According to a new study released this spring, the severity of carpenter ant activity in Central New York State is tied directly to annual rainfall and not average temperature.
Andrew Sanefski is founder and president of Perimetek Pest Management Corp., based in East Syracuse, N.Y. He also is the lead researcher for his firm’s Urban Entomology Lab. Sanefski and his team based their research on four years of collected data on the frequency and severity of ant activity within homes across Onondaga, Madison and Oswego counties. The project focused on the black carpenter ant (Camponotus pennsylvanicus) because it is the most destructive ant species in the region. Per Truman’s Scientific Guide to Pest Management Operations, Seventh Edition, “carpenter ants do not use wood for food. They cut galleries with the wood grain and prefer to follow softer areas of the wood. The galleries are generally smooth and clean — hence the ‘carpenter’ moniker for these ants… (They) are of economic importance because of the damage they do to structures, the food they contaminate, and their unsightly and unwanted movement inside and outside of buildings.”

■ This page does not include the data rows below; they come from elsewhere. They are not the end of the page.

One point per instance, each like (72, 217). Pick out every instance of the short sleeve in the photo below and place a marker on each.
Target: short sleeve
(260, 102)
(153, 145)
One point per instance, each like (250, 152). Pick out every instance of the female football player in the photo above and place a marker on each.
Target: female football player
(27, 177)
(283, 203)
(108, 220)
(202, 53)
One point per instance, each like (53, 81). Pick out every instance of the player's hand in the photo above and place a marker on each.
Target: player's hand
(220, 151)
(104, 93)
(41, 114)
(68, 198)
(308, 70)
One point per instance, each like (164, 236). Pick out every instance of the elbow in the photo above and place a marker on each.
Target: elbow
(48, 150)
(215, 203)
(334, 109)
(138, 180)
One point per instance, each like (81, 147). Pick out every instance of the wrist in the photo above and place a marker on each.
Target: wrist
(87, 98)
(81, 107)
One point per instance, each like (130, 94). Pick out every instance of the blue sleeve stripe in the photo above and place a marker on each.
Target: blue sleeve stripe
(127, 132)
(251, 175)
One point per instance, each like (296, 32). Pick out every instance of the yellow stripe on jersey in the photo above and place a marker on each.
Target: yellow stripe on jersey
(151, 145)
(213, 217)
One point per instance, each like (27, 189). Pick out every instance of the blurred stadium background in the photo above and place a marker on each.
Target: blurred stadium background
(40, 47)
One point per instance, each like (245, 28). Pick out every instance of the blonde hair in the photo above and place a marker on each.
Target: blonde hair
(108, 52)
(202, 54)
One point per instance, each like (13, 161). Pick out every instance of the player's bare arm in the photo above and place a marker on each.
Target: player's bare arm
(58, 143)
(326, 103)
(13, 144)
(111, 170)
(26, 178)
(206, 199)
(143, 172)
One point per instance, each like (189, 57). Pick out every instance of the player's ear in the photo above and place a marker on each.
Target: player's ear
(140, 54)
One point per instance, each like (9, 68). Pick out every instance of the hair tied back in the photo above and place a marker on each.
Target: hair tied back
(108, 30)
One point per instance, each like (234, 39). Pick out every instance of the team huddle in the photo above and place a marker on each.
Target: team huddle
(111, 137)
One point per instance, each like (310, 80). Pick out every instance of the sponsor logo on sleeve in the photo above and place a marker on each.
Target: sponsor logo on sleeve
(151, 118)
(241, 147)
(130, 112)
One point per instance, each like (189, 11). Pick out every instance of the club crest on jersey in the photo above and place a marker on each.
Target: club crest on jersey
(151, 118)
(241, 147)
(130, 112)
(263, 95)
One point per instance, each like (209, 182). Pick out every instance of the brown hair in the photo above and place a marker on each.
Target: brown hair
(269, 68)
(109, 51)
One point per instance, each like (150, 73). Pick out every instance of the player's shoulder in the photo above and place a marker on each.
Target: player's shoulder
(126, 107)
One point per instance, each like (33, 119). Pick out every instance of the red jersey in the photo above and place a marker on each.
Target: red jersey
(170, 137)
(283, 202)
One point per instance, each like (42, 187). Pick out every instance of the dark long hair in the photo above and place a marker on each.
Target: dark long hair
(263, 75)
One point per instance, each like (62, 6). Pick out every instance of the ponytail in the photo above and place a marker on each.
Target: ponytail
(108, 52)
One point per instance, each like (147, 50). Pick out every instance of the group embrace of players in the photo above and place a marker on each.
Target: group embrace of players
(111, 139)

“We began our research expecting that the average temperature would dictate the levels of observed ant activity, but we found no such correlation,” Sanefski reports. “As it turns out, annual rainfall appears to be the key factor. What we found was a nearly perfect correlation between annual rainfall and carpenter ant activity.”
The next phase of the research project, he says, is to determine why this link exists, and to develop a way to predict the level of black carpenter ant activity from year to year.